BEIJING: New bank lending to China is expected to have fallen in April after rebounding in March, Reuters poll showed, as central bank continues to normalize policy as economy recovers rapidly, while maintaining support small businesses.
It is estimated that Chinese banks issued 1.6 trillion yuan ($ 247.37 billion) in net new yuan loans last month, up from 2.73 trillion yuan in March, according to the median estimate of the survey of 19 economists.
This would be slightly lower than the 1.7 trillion yuan issued in the same month a year earlier.
Annual yuan loans are expected to increase 12.5 percent in April, down from 12.6 percent in March, according to the survey. The broad money supply of M2 is expected to increase by 9.3% in April compared to the previous year, or less than 9.4% year-on-year the previous month.
Credit growth in China is being watched closely by investors who are increasingly worried about tightening policies as Beijing seeks to exit emergency measures now that the economy is quickly recovering from the shadows.

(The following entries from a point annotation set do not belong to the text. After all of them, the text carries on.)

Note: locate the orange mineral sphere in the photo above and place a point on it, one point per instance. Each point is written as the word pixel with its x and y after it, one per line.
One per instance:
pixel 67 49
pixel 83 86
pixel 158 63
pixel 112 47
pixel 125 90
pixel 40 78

The surge in lending earlier this year prompted regulators to ask banks to reduce their credit books to guard against the risks of bubbles in domestic financial markets, Reuters reported in March.
Last week, key leaders reiterated their pledge not to abruptly change macroeconomic policies and make the economic recovery more balanced.
“We continue to expect a gradual exit from the policy of the previous monetary and fiscal stimulus,” UBS analysts said. “In particular, we expect (broad) credit growth to slow to 11% by the end of 2021 from 12.3% year-on-year in March, mainly due to tighter macroprudential rules and a supply of credit. less liquidity. “
In April, TSF is expected to dip to 2.25 trillion yuan from 3.34 trillion yuan in March.
“We have already seen a more substantial decline in other forms of borrowing,” analysts at Capital Economics said in a note. “Shadow credit has resumed its contraction in recent quarters. And there has been a sharp drop in government bond issuance, due to lower quotas for 2021, and corporate bond issuance, due to concerns about default risks in a context of downturn. reduction in state support.
“It will blow the wind off China’s economic rebound.”
The data is expected to be released May 10-15.